Another member of the panel, Susan Ellenberg from the University of Pennsylvania, said that her expertise was in statistics and she would defer to experts in cardiology on the new effect, but that any analysis could, of course, have affected her vote. Several other members of the panel did not return requests for comment.

Scientists have thought fish oil preparations might reduce heart disease for decades, since experts hypothesized that the omega-3 fatty acids in fish explained surprisingly low rates of heart attacks in the Inuit. Even that claim has come to be questioned since. Many clinical trials have failed to show a benefit of various fish oil preparations. One that did, conducted in Japan, used a preparation that only included one very specific omega-3 fatty acid – eicosapentaenoic acid, or EPA.

Amarin decided to develop its own EPA-containing fish oil supplement more than a decade ago. Initially, like other prescription fish oil supplements, the drug was approved to treat patients with very high levels of triglycerides, or particles of fat in the blood. At very high levels, triglycerides can cause pancreas problems; lower elevated levels may mean patients have an increased risk of heart disease.

Issues about the mineral oil placebo were raised at FDA advisory panels that discussed earlier trials. But Amarin chose to use the mineral oil placebo in its major trial, with the FDA’s approval, because it closely resembled Vascepa in appearance.
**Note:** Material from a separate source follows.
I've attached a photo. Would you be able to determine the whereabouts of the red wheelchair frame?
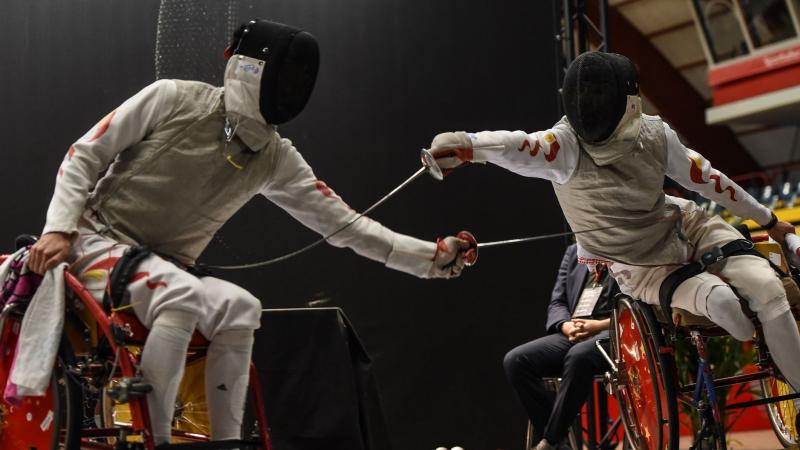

De Lemos and Konstam, along with other cardiologists, say that another clinical trial may be required to settle questions of Vascepa’s benefit. But it seems unlikely that Amarin will conduct such a study, which would cost hundreds of millions of dollars. The company likely does not have the money.

Amarin’s shares on the NASDAQ have fallen more than 94% from their December 2019 peak.

“The FDA is aware of the publication,” an agency spokesperson said in a statement. “In general, the FDA does not comment on specific studies, but evaluates them as part of the body of evidence to further our understanding about a particular issue and assist in our mission to protect public health.”

But questions around Vascepa also have larger ramifications for the FDA because in recent years there have been cases where critics have worried that the FDA has gone too easy on companies, resulting in big unanswered questions about new drugs. For instance, a new muscular dystrophy made by Sarepta was approved in 2016 based on levels of an important muscle protein; six years later, data confirming the drug’s benefit are still not available.

Last year, the agency overruled one of its advisory committees to grant accelerated approval to Aduhelm, a new Alzhiemer’s drug. Before the advisory committee meeting, the FDA had taken the unusual step of presenting a single document from both the agency and the drug’s maker, Biogen, instead of two independent analyses of the data.